Repository files navigation

tensorflow implementation of point-cloud models from Sparse Convolutions on Continuous Domains for Point Cloud and Event Stream Networks, ACCV2020.

@InProceedings{Jack_2020_ACCV,
    author    = {Jack, Dominic and Maire, Frederic and Denman, Simon and Eriksson, Anders},
    title     = {Sparse Convolutions on Continuous Domains for Point Cloud and Event Stream Networks},
    booktitle = {Proceedings of the Asian Conference on Computer Vision (ACCV)},
    month     = {November},
    year      = {2020}
}

Quick Start

Installation

# pip dependencies
# not included in requirements.txt because tf-nightly might be installed
pip install tensorflow  # requires at least 2.3

# pip packages from git
git clone https://github.com/jackd/pcn.git
cd pcn
pip install -r requirements.txt
pip install -e .

Train

Train the large resnet model from the paper:

python -m pcn '$KB_CONFIG/trainables/fit.gin' '$PCN_CONFIG/trainables/large.gin'
tensorboard --logdir=~/pcn/pn2/large/default_variant/run-00

See also examples/pn2-large.py for a complete training example without kblocks CLI and only minimal gin configuration.

Note the first time this is run, 32 epochs of augmented data are preprocessed and cached. This may take some time.

python -m pcn

python -m pcn is a light wrapper around python -m kblocks which exposes $PCN_CONFIG for command line argument just like $KB_CONFIG is exposed in kblocks.

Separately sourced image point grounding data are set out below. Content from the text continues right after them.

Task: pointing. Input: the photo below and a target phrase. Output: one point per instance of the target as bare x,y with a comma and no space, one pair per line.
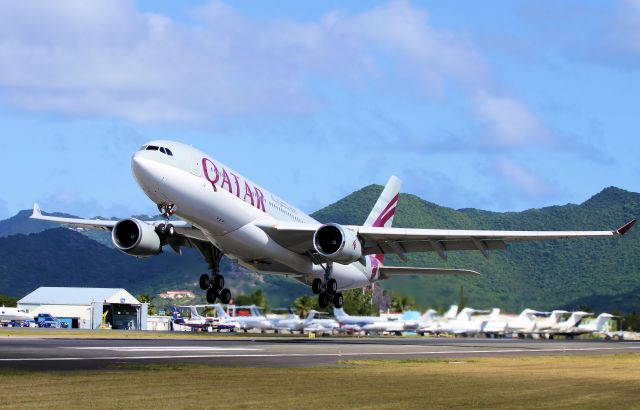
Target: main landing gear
166,230
327,290
214,283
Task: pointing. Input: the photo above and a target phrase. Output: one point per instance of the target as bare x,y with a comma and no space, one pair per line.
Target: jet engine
337,243
136,238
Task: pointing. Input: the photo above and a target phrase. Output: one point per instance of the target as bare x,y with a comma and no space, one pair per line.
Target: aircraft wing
299,238
401,240
80,223
186,234
386,271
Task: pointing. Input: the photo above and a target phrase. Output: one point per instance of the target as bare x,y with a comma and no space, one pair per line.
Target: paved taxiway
79,354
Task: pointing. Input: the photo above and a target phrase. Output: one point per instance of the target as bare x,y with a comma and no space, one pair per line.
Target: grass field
127,334
526,382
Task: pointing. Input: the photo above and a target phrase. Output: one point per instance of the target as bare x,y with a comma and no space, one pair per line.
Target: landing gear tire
323,300
332,287
212,295
218,282
205,282
225,296
338,300
316,286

In particular, note that $PCN_CONFIG is set inside the python script, so must be passed as a string, e.g. python -m pcn '$PCN_CONFIG/foo' rather than python -m pcn $PCN_CONFIG/foo. See kblocks for more examples.

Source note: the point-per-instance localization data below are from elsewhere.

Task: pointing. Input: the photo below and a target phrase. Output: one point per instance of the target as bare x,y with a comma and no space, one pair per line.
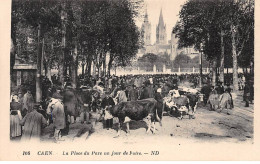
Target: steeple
146,15
146,30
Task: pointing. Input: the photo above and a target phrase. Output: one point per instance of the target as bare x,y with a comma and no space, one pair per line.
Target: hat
36,106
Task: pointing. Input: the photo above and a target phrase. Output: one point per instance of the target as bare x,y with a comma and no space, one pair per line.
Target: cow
214,100
56,110
136,110
184,103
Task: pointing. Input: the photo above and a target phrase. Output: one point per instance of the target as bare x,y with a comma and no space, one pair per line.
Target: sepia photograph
142,76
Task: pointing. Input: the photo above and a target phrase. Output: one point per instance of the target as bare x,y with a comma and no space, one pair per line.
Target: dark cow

Custom Package Dependencies

This project depends on multiple custom python packages. These are:

  • kblocks for experiment management, configuration via gin-config and various tensorflow utilities.
  • meta-model for simultaneously building and connecting the multiple models associated with data pipelining and model training.
  • tfrng for random number generation and deterministic, pre-emptible data pipelining.
  • wtftf for keras layer wrappers for composite tensors in tensorflow 2.3.
  • shape-tfds for tensorflow-datasets implementations that manage dataset downloading and model-independent preprocessing for 3D shape-based datasets.
  • numba-neighbors for numba implementations of KDTree ball searches and subsampling.

Saved Data

Running with the default configurations will result in data files created in:

  • ~/tensorflow_datasets/: downloads, extracted files and basic preprocessing of events into tfrecords files.
  • ~/pcn/: configuration logs, model checkpoints, training summaries and cached datasets (potentially hundreds of GBs - see below).

Example configurations

Fit a large model with online data preprocessing, with run id 1.

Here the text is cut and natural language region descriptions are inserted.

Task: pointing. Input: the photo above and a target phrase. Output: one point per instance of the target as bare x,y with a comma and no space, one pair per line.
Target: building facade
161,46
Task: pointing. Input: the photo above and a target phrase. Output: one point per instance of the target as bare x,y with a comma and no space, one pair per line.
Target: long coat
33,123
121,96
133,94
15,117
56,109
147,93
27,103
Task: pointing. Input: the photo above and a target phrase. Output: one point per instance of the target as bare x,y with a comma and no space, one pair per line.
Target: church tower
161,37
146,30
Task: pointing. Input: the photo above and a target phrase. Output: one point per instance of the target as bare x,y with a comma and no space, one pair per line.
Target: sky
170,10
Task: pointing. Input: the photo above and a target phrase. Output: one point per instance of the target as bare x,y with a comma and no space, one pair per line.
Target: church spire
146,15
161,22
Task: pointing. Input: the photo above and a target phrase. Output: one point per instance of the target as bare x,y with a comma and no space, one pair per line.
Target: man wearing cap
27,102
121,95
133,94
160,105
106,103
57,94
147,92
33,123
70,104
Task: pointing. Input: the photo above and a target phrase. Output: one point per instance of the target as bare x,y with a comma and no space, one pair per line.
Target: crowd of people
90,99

python -m pcn '$KB_CONFIG/trainables/fit.gin' \
    '$PCN_CONFIG/trainables/large.gin' \
    '$PCN_CONFIG/data/aug/online.gin' \
    --bindings='run=1'

Visualize data augmentation (requires trimesh: pip install trimesh)

python -m pcn '$PCN_CONFIG/vis.gin' '$PCN_CONFIG/data/pn2.gin'

Benchmarks

Convolution Operation Benchmarks

Our operation benchmarks (Table 2) are generated using tensorflow's CSR matmul implementation (requires tensorflow 2.3), though the standard tf.sparse.sparse_dense_matmul implementation is almost as fast. The following generates the N(F \Theta)-JIT row from the paper.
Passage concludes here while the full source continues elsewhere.